Rahul Tewatia’s explosive batting in the ongoing IPL 2020 may have come as a surprise to many but those who have played with him for long know what he is capable of.
Tewatia played with a fractured foot in a Dehradun Gold Cup tournament, immediately after last year’s IPL for his office team and smashed 197 against a strong Food Corporation of India (FCI) team that included the likes of Rishi Dhawan, who has played for the national team.
Praveen Thapar, who is a former Delhi Ranji player and captains the Income Tax Department team that Tewatia plays for, told IANS: “He (Tewatia) was hit by a yorker on the right foot during a game and suffered a hairline fracture. Our next match was against FCI and he didn’t want to play. He kept saying ‘I can’t’.
“We insisted, saying he doesn’t need to run but just bat. After much reluctance he went on to bat and struggled initially as it was painful. He took singles only when the ball went deep and didn’t take doubles.
“After the first five overs, when I went in, he said he couldn’t continue. I told him to take it five overs at a time.
“He managed to get to his fifty and told me he couldn’t continue. I pressed on. With 50 in the basket, he changed gears, starting to play his shots. His second fifty came in just 15-20 deliveries. Once he reached 100 in the 22nd over, he said he couldn’t continue as the pain got aggravated. But I asked him to try another five overs, and then another five overs. He carried on. Unfortunately, when he was on 197, he went for a scoop and was brilliantly caught at short fine-leg. The shot was certain to fetch him a four or a double but the fielder plucked it out of thin air,” added Thapar.

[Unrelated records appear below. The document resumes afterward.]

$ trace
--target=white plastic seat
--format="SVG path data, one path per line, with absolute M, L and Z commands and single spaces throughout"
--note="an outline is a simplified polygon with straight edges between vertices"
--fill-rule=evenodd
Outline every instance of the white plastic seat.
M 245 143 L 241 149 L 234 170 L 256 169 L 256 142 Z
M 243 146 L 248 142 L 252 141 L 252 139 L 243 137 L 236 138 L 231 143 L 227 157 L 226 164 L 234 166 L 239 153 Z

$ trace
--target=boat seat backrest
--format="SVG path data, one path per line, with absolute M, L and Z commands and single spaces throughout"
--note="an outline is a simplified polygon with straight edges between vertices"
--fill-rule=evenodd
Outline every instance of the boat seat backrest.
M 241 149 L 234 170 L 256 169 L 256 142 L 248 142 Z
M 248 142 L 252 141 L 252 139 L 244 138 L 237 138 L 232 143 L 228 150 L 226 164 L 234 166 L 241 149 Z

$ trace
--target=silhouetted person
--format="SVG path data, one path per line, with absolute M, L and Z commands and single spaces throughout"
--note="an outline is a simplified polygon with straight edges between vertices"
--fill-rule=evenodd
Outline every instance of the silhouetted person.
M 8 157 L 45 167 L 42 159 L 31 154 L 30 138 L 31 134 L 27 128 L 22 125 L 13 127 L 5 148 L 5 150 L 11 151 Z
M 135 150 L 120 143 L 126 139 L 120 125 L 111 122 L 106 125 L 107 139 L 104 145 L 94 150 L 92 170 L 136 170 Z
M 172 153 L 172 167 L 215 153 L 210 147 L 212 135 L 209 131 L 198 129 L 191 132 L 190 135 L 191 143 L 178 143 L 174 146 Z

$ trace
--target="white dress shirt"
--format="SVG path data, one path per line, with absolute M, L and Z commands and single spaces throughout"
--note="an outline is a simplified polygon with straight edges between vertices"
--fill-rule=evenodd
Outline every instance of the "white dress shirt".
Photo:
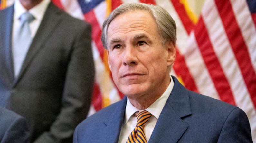
M 38 4 L 28 11 L 29 13 L 35 18 L 35 19 L 30 22 L 29 24 L 32 39 L 35 35 L 50 1 L 50 0 L 43 0 Z M 18 34 L 18 29 L 20 25 L 21 24 L 19 18 L 21 15 L 27 11 L 27 10 L 20 3 L 19 0 L 15 0 L 14 2 L 14 12 L 13 25 L 13 44 L 14 37 L 16 36 Z M 15 77 L 17 77 L 19 73 L 29 48 L 14 47 L 12 46 L 13 60 Z
M 164 93 L 146 109 L 153 115 L 144 127 L 145 135 L 147 141 L 148 141 L 149 139 L 160 114 L 164 108 L 174 85 L 172 77 L 170 78 L 171 82 Z M 128 98 L 125 108 L 125 121 L 123 122 L 124 123 L 121 129 L 118 141 L 119 143 L 126 142 L 129 136 L 135 128 L 137 123 L 137 117 L 133 115 L 137 111 L 141 111 L 142 110 L 140 110 L 133 106 Z

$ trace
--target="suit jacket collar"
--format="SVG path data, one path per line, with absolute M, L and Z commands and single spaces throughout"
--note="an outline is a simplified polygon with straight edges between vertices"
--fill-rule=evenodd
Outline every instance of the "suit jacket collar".
M 188 127 L 183 119 L 191 114 L 189 91 L 174 76 L 173 87 L 148 143 L 177 142 Z M 117 143 L 124 122 L 127 97 L 125 96 L 108 117 L 106 125 L 105 142 Z
M 188 91 L 172 76 L 174 86 L 148 143 L 177 142 L 188 127 L 182 119 L 191 114 Z
M 12 85 L 14 80 L 14 74 L 13 68 L 11 51 L 13 22 L 13 5 L 2 10 L 0 13 L 0 65 L 1 75 L 5 79 L 5 82 Z
M 127 100 L 127 97 L 124 96 L 120 102 L 117 103 L 119 105 L 115 106 L 115 108 L 109 114 L 108 117 L 103 121 L 106 125 L 104 131 L 106 136 L 104 137 L 106 140 L 104 142 L 118 142 L 121 129 L 124 121 Z
M 43 44 L 49 38 L 51 34 L 61 21 L 60 13 L 62 12 L 52 2 L 49 4 L 32 41 L 24 60 L 20 73 L 15 79 L 13 86 L 15 86 L 21 79 L 33 58 L 39 52 Z

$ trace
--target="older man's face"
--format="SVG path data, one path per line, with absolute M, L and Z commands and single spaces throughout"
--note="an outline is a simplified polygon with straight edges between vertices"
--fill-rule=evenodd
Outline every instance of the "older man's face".
M 167 67 L 175 51 L 171 42 L 161 44 L 149 13 L 136 10 L 118 16 L 109 25 L 108 36 L 109 65 L 119 90 L 128 97 L 162 94 L 170 82 Z

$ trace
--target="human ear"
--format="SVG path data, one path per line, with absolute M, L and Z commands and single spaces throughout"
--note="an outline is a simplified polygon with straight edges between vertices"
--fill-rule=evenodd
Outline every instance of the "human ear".
M 176 47 L 175 44 L 171 40 L 169 40 L 168 42 L 167 64 L 168 66 L 171 66 L 173 64 L 176 57 Z
M 110 71 L 112 71 L 112 70 L 111 70 L 111 64 L 110 63 L 110 62 L 109 62 L 109 51 L 108 50 L 107 51 L 107 55 L 108 55 L 108 63 L 109 64 L 109 69 L 110 70 Z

Thapar recalls another match played last year in December when Tewatia injured his hand during a tournament in Faridabad. The 27-year-old was struggling to bowl, with split webbing on little finger, but still bowled and picked three wickets, overshadowing better-known India players like Yuzvendra Chahal, Jayant Yadav and Aniket Chaudhary, who are his teammates at I-T department.
Thapar has seen Tewatia since he was 14 and also got him to play for Delhi’s Malviya Club. “We’d use him at the top of the batting and he knew how to exploit the field restrictions.”
Tewatia has been playing DDCA league since 2007-08. He was on stipend with ONGC back then.
Tewatia’s childhood coach Vijay Yadav, a former India wicketkeeper, tells IANS, “He was always a graceful batsman but somehow players do get into the mould where they want to specialise in one thing. He always considered himself a leg-spinner and focused more on bowling. But then he began to take his batting seriously when he saw he will move forward only with it. Besides, his leg-spin wasn’t of the quality of other two Haryana spinners (Yuzvendra) Chahal and (Amit) Mishra. So, I told him to focus on batting. I told him that only batting will take him ahead. For Haryana, I always saw him getting key runs and wickets. In 2016-17, we used him as a batsman for Haryana in shorter formats.”
Tewatia went to Yadav’s academy ground ahead of this season’s IPL as there were no other grounds available due to Covid-19 and asked him to call players (including Nitish Rana) and started practising big, long shots. That was the focus. “I think if he had got opportunities to bat with Delhi Capitals or with Kings XI Punjab, he may have played this way earlier too,” adds Yadav.
Yadav has a point as this IPL season, Tewatia has so far faced 124 balls in which he has scored 189 runs. In the previous five seasons, he got to face only 89 deliveries (in which he got 111 runs).
Shafiq Khan, a former Haryana Ranji player who has seen Tewatia play in Faridabad from early days, says it is the IPL that has raised the latter’s confidence levels. “I think his confidence in batting went to a new level once he joined Rajasthan Royals in 2014.”